Washington (CNN) - Two bipartisan senators on Tuesday introduced pared-down legislation to provide benefits for the long-term unemployed that they hope will be more attractive to House Republicans who have shown little interest in a previous more generous bill sponsored by the two.
Unlike their earlier legislation, which passed the Senate in April, this measure will not pay benefits retroactively to the estimated 3.1 million people whose benefits have run out since the program expired at the end of December. Instead, it will offer up to five months of benefits from the enactment date depending on how many weeks of eligibility an individual had left in the program before it lapsed.

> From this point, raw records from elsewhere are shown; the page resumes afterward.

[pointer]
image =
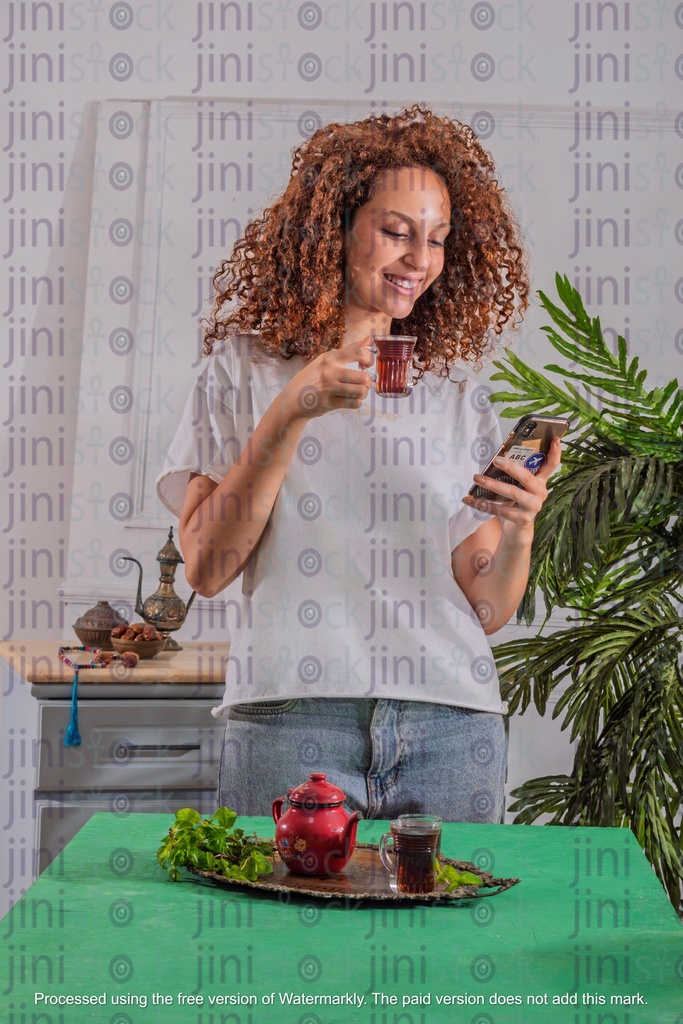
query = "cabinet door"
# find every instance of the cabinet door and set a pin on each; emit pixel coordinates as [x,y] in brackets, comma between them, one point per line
[59,817]
[130,744]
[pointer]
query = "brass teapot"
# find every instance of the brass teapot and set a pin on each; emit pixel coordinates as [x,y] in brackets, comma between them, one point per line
[164,608]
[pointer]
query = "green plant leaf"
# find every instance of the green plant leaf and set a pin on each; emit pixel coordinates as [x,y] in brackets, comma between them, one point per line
[608,548]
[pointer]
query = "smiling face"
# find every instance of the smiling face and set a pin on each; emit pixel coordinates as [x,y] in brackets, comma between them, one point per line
[394,250]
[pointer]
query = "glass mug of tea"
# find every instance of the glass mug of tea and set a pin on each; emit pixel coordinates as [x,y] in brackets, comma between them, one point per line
[393,365]
[410,853]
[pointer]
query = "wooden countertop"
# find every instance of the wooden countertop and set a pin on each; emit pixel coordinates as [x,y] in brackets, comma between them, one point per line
[38,663]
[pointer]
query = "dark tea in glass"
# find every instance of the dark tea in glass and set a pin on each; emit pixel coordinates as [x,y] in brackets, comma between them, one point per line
[393,366]
[411,857]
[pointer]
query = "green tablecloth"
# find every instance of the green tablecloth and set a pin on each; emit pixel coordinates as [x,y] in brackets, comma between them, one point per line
[589,923]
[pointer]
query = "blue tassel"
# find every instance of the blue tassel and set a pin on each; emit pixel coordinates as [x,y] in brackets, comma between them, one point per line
[73,736]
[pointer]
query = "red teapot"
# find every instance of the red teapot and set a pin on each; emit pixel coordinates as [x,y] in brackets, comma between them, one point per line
[315,836]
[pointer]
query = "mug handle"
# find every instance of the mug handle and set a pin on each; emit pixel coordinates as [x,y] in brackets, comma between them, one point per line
[384,851]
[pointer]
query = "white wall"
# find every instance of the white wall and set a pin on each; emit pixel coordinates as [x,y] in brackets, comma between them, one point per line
[580,103]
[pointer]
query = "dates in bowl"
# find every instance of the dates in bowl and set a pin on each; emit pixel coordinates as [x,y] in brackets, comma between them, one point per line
[140,638]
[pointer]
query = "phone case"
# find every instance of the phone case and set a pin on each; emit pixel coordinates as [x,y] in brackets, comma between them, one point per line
[528,443]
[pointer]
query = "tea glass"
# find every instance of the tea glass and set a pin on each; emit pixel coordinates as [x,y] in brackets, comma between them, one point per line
[410,853]
[393,365]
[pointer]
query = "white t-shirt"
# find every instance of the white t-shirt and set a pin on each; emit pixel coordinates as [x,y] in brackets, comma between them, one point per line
[350,592]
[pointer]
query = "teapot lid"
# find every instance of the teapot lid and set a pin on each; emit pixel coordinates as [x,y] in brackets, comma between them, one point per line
[100,616]
[316,793]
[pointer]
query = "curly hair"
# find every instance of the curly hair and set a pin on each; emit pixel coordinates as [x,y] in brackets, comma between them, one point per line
[288,270]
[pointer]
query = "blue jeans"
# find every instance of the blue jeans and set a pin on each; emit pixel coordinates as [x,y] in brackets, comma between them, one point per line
[389,757]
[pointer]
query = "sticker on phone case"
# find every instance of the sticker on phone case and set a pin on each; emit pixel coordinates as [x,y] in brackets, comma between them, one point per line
[535,462]
[532,461]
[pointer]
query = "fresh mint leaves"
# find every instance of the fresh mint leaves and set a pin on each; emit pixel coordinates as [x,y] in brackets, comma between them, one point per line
[214,845]
[455,879]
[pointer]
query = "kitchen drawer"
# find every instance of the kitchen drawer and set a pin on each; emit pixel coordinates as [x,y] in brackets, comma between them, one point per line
[136,744]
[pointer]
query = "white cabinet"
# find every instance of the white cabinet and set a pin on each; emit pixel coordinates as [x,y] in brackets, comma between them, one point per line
[147,745]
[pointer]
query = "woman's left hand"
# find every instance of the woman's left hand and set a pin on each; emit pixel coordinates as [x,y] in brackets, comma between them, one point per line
[517,518]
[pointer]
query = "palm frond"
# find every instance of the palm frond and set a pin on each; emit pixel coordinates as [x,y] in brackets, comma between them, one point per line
[608,548]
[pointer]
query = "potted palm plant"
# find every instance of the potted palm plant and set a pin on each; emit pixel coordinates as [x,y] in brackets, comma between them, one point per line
[608,549]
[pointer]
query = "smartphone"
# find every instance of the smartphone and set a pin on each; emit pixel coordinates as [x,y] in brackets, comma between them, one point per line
[528,442]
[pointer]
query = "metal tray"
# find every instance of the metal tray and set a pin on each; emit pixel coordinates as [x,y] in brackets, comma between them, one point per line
[364,878]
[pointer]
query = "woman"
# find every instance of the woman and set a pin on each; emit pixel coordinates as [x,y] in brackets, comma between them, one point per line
[370,582]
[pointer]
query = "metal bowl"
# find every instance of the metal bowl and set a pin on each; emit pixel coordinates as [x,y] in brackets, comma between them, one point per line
[143,648]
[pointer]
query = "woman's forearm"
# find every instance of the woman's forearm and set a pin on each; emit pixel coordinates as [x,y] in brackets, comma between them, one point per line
[221,524]
[497,589]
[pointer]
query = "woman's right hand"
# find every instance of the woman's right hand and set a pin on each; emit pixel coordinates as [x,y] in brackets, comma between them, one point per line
[328,383]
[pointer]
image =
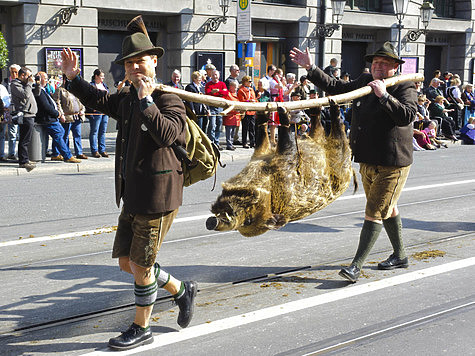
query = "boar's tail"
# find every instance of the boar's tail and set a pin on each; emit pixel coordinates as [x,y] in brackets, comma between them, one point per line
[355,181]
[316,128]
[336,126]
[285,143]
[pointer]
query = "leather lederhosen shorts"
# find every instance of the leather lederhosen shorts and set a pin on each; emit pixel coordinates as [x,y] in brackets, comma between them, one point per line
[139,237]
[383,186]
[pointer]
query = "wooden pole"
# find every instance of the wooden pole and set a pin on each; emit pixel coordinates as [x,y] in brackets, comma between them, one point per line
[288,105]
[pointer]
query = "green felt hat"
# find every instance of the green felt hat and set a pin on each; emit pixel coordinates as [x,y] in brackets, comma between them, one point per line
[387,50]
[138,43]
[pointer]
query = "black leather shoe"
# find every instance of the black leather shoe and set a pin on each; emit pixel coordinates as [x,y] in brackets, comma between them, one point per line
[186,304]
[351,273]
[133,337]
[394,262]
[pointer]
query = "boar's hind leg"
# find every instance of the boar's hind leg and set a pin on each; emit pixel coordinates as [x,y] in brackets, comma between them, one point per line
[262,140]
[337,128]
[316,128]
[285,143]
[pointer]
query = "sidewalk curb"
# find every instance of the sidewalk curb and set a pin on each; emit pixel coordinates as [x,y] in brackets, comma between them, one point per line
[95,165]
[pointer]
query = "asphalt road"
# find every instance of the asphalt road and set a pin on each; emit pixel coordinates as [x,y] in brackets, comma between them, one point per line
[275,294]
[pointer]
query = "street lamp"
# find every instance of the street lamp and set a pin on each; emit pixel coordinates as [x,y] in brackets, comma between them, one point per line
[214,22]
[68,12]
[427,10]
[400,9]
[327,30]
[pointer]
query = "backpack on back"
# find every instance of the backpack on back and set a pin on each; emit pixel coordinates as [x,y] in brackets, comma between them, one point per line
[200,159]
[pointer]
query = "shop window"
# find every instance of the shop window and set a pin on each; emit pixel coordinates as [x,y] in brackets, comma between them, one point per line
[444,8]
[365,5]
[284,2]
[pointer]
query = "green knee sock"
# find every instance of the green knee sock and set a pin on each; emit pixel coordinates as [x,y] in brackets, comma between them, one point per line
[393,227]
[368,236]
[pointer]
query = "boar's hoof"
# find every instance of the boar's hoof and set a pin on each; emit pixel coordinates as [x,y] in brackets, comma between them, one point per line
[212,223]
[283,116]
[261,118]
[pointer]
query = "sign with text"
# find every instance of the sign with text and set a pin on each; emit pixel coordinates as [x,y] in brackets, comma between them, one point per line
[244,31]
[410,66]
[214,58]
[53,60]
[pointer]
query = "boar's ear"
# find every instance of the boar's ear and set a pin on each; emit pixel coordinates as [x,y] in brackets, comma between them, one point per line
[283,116]
[276,221]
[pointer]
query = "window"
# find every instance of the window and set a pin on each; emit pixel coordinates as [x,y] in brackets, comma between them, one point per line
[444,8]
[365,5]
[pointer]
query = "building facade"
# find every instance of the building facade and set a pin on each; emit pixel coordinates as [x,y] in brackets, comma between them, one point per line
[36,29]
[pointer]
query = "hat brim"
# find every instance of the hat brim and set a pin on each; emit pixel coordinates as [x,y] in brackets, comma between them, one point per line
[158,51]
[369,58]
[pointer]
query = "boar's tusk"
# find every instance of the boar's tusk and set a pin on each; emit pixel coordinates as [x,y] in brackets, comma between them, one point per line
[212,223]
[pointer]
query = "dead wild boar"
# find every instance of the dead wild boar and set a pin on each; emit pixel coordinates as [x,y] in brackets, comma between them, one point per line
[288,183]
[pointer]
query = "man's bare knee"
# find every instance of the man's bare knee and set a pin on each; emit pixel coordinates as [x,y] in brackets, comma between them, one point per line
[124,264]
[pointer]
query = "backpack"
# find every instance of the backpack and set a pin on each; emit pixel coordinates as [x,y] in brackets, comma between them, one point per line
[200,159]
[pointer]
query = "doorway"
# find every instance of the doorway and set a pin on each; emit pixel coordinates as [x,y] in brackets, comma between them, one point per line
[432,62]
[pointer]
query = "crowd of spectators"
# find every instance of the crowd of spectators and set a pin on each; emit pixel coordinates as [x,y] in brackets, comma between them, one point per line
[274,86]
[444,109]
[35,102]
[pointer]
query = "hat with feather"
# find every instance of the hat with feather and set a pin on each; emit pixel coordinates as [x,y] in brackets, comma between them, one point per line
[138,43]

The estimated $10 billion price tag would be offset by extending some customs user fees and through something called “pension smoothing,” a complicated provision that some conservatives consider an accounting gimmick.
“Congress needs to act,” said Sen. Jack Reed, D-Rhode Island, who co-authored the bill with Sen. Dean Heller, R-Nevada.
“Restoring unemployment benefits is the right thing to do for American families. It’s a smart step too because it will provide for the resources that will help stimulate demand especially in those states like Rhode Island and Nevada that continue to see very high unemployment rates and the nation, as a whole, sees substantially higher long-term unemployment rates.”
Heller said he spoke with incoming House Majority Leader Kevin McCarthy who told him an unemployment bill would have to include GOP proposals for job creation. Some Republicans have complained the extended benefits are a disincentive to find work.
Heller also encouraged President Barack Obama to get “more engaged” in lobbying Congress to act.
“He needs to pick up the phone, talk to the Speaker and say hey, how are we going to get this done?’” Heller said.
Both senators said it was unclear when or if the legislation will be taken up in the Senate. They said they wanted to introduce the compromise bill to encourage the House to act.